Decentralized AI dataset pipeline built on Shelby Protocol

These details have not been verified by PyPI

Project links

Project description

ShelbyTrain

ShelbyTrain is a decentralized dataset pipeline for AI training.

It helps you take a dataset, split it into training-friendly shards, upload those shards to Shelby decentralized storage, and load them later from anywhere using PyTorch.

The simple idea:

dataset -> shards -> Shelby storage -> manifest -> PyTorch DataLoader

Install

pip install shelbytrain

The Python package provides the sharding, manifest, cache, Shelby download client, and PyTorch dataset loader pieces. The web app in this repository builds on top of those same ideas to make upload, benchmark, and reconstruction easier from a browser.

The Problem

AI datasets are often hard to share and reproduce.

Teams pass around zip files, cloud drive links, private buckets, or local folders that only work on one machine. That creates a few real problems:

Training data is not portable.
Large files are expensive to move repeatedly.
A model run can silently depend on a local folder nobody else has.
Sharing data with another researcher or team usually means copying the whole dataset again.
Re-running experiments wastes time downloading the same data over and over.

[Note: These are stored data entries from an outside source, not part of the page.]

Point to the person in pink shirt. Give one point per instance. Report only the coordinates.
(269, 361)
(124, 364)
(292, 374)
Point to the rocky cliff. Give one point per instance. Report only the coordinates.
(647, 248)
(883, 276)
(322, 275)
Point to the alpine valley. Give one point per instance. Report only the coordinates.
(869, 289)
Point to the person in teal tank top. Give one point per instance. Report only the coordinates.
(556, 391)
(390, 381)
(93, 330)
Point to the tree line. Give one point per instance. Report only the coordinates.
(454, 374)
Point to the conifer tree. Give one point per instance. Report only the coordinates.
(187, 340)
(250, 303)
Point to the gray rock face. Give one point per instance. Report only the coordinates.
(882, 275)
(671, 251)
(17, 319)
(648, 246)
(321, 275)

ShelbyTrain solves this by making the dataset addressable through a manifest.

Instead of sending someone the whole dataset, you send them a small manifest.uploaded.json. That manifest tells ShelbyTrain where the dataset shards live on Shelby and how to load them.

What This Project Provides

ShelbyTrain has two parts:

A web app

The app lets users connect a wallet, upload datasets, shard them, push them to Shelby, benchmark local vs Shelby loading, and reconstruct uploaded data from a manifest.
A Python/PyTorch loader

The Python package reads a manifest, downloads shards from Shelby when needed, caches them locally, and exposes the data as a PyTorch dataset.

If you are installing from PyPI, the main thing you need is the Python loader/sharder API. If you are using the full repository, you also get the browser app.

Why Shelby?

Shelby provides decentralized storage for data blobs. ShelbyTrain uses that storage layer for dataset shards.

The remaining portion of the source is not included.